Aliás, o próprio Tribunal Constitucional, em várias ocasiões, mas, pelo menos, em 2006, exarou um

acórdão que, creio, faz doutrina clara a este respeito, se é que ela era necessária. Vou citar, para que se

registe: «Sob pena de esvaziar o direito de audição numa formalidade sem sentido útil, a oportunidade de

pronúncia do titular do direito deve situar-se numa fase do procedimento legislativo adequada à ponderação,

pelo órgão legiferante, do parecer que aquele venha a emitir, com a possibilidade da sua direta incidência nas

opções da legislação projetada. O cabal exercício do direito de audição pressupõe, assim, que, além de um

prazo razoável para o efeito, ele se exerça (ou possa exercer) num momento tal que a sua finalidade

(participação e influência na decisão legislativa) se possa atingir, tendo sempre em conta o objeto possível da

pronúncia.»

É isto, de facto, que temos perante esta iniciativa da Assembleia Legislativa da Região Autónoma da

Madeira, ou seja, corrigir uma prática parlamentar que tem estado vezes demasiadas viciada por um

entendimento burocrático desta obrigação de audição, que levou, aliás, a sucessivos pedidos de fiscalização

de inconstitucionalidade, por exemplo nas leis do Orçamento de 1999, de 2007, de 2008, nas quais,

justamente, os pareceres foram solicitados perfeitamente a destempo para cumprir uma formalidade e não

para que os pareceres fossem efetivos.

Página 28

I SÉRIE — NÚMERO 16

28

Por isso, e em suma, o Bloco de Esquerda concorda com o sentido destas alterações. Haverá,

eventualmente, lugar para alguma afinação na especialidade, mas cá estaremos para que isso seja feito, pois

as propostas que são feitas merecem a nossa concordância.

Aplausos do BE.

O Sr. Presidente (António Filipe): — Tem a palavra o Sr. Deputado João Oliveira.
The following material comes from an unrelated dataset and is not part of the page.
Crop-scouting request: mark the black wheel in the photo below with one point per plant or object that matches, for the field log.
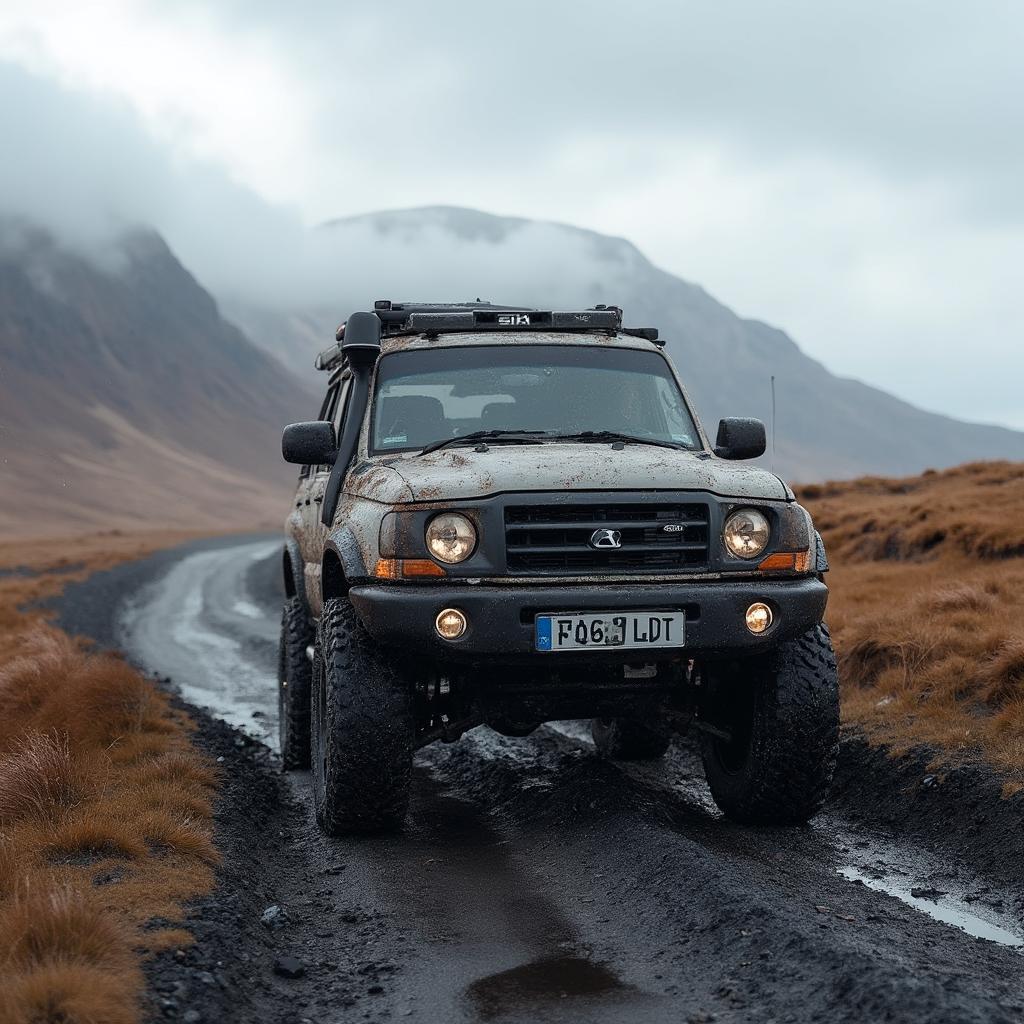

O Sr. João Oliveira (PCP): — Sr. Presidente, Sr.as e Srs. Deputados: Queria, naturalmente, em nome do Grupo Parlamentar do PCP, começar por dizer que saudamos a Assembleia Legislativa Regional da Madeira

por esta proposta de lei que apresentou à Assembleia da República. Saudamos, particularmente, o conjunto

de contributos que, em concreto, esta proposta de lei dá para que possa resolver-se um problema cuja melhor

solução seria, pura e simplesmente, ser prevenido.

Diria que mais do que resolver problemas de prazos, ou alargá-los, ou encontrar forma para que estes

possam ser cumpridos, julgo que é importante, no funcionamento dos órgãos de soberania, seja a Assembleia

da República ou o Governo, que o respeito pelo direito à audição das Assembleias Legislativas Regionais e

dos Governos Regionais, enquanto órgãos próprios das Regiões Autónomas, seja concretizado como parte

integrante do respeito por qualquer diploma legislativo da República, que tem de ter, naturalmente, essa

consideração.

Portanto, diria mesmo que melhor do que estas soluções propostas pela Assembleia Legislativa Regional

da Madeira só mesmo o cumprimento e o respeito pelo direito de audições das Regiões Autónomas podem

ultrapassar este problema.

Queria também dizer que, na nossa leitura, o que é proposto pela Assembleia Legislativa Regional da

Madeira não nos merece objeção. O alargamento de prazos não justifica nenhuma objeção ou reparo, nem, de

resto, a previsão que se adianta de clarificação, relativamente às possibilidades quer de dilatação dos prazos

quer de encurtamento, ainda que, em relação ao encurtamento dos prazos, haja necessidade, de facto, de

afinar alguma coisa.

Queria apenas chamar a atenção dos Srs. Deputados para um processo que, ainda muito recentemente,

convocou a necessidade de uma audição urgente por parte dos órgãos próprios das Regiões Autónomas, que

foi o processo de declaração do estado de emergência, cujos pedidos de audição aos órgãos das Regiões

Autónomas careceram, naturalmente, de urgência. Diria que nenhum Sr. Deputado, na Assembleia da

República, reconhecerá que um prazo de cinco dias para dar um parecer sobre a declaração do estado de

emergência não será, provavelmente, consentâneo com a urgência daquela matéria. Há naturalmente, desse

ponto de vista, uma questão que poderá ser resolvida legisticamente, porque o regime do estado de sítio e do

estado de emergência consta de uma lei orgânica e uma lei ordinária há que ter em consideração o que dispõe

a lei orgânica relativamente ao estado de exceção.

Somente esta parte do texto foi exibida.